Suppose that the joint probability density function of $(X, Y)$ is given by $$f_{X,Y}(x, y) = \left(1 - \alpha(l-2x)(l-2y)\right)I_{(0,1)}(x)I_{(0,1)}(y)\,,$$ where $-1 < \alpha < 1$.
An isosceles triangle is formed as indicated in the sketch.
(b) If $(X, Y)$ has the joint density given above, pick $\alpha$ to maximize the expected area of the triangle.
(c) What is the probability that the triangle falls within the unit square with corners at $(0, 0), (1, 0), (1, 1)$, and $(0, 1)$?

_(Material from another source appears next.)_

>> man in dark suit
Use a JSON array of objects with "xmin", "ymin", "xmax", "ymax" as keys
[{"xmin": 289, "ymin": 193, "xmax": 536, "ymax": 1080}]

(d) Find the expected length of the perimeter of the triangle.
I am having a hard time understanding how to built the area of the triangle, and the length of its perimeter.

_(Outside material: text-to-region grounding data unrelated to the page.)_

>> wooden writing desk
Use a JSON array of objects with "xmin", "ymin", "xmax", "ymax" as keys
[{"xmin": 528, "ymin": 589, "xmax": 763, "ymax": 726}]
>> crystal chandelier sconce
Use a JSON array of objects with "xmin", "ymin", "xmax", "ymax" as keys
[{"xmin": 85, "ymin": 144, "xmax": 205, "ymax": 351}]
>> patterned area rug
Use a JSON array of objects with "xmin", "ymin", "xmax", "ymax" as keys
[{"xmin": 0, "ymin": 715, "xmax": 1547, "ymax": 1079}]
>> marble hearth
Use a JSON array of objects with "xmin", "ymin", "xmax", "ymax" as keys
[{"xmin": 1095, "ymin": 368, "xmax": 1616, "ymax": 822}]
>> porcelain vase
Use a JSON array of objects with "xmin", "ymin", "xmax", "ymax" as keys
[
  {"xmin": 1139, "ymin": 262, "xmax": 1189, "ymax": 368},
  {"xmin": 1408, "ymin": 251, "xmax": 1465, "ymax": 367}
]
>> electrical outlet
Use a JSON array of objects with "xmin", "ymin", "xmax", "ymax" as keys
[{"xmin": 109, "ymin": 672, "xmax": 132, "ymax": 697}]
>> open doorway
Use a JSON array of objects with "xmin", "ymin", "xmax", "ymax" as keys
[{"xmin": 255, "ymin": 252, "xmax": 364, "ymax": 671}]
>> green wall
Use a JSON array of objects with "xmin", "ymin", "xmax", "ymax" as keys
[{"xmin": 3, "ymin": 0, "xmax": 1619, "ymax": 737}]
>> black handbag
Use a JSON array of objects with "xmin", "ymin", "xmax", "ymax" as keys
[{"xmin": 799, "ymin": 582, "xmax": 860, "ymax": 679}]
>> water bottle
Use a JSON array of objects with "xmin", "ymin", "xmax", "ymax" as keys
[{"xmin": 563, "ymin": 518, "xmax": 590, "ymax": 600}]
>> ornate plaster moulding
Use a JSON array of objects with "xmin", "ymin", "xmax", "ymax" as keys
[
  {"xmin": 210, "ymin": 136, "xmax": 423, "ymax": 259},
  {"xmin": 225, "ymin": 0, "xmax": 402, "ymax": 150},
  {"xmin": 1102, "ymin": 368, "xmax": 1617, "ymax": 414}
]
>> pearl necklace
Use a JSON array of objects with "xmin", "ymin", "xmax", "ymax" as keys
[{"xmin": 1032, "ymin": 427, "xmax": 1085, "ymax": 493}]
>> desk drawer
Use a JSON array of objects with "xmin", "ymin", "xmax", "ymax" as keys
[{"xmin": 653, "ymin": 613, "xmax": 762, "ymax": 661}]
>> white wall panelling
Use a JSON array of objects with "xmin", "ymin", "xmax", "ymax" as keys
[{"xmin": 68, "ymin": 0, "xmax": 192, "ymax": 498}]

This is a continuation to a problem I already solved myself: $X$, $Y$ independent if and only if $X$, $Y$ uncorrelated..
Please help me understand the area and perimeter of the triangle.

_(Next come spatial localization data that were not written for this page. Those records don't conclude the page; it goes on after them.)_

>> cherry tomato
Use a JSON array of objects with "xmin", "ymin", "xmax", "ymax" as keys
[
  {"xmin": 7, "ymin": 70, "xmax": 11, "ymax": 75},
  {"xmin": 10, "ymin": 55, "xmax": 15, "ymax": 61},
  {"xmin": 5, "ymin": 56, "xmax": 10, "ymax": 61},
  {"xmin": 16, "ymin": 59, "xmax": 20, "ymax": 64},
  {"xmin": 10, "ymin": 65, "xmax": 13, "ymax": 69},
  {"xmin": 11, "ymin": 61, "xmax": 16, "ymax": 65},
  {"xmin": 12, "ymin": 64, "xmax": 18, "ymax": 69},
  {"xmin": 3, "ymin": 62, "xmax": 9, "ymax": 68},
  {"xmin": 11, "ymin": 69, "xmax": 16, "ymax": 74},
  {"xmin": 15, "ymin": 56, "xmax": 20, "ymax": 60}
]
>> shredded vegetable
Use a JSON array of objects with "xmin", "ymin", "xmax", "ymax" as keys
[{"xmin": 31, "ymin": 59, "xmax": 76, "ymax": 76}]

Given the area and perimeter given by @LeeDavidChung, the expected area is
$$\int _0^1\int _0^1x y (1-\alpha (1-2 x) (1-2 y))dydx=\frac{9-\alpha }{36}$$
The maximum ($1/4$) occurs when $\alpha=0$.
The expected value of the perimeter is
$$\int _0^1\int _0^12 \left(\sqrt{x^2+y^2}+x\right) (1-\alpha (1-2 x) (1-2 y))dydx=\frac{1}{15} \left(-7 \sqrt{2} \alpha +6 \alpha +5 (\alpha +2) \sinh ^{-1}(1)+10 \sqrt{2}+15\right)$$
When $\alpha=0$ the expected value of the perimeter is $\frac{1}{3} \left(2 \sqrt{2}+3+2 \sinh ^{-1}(1)\right)$.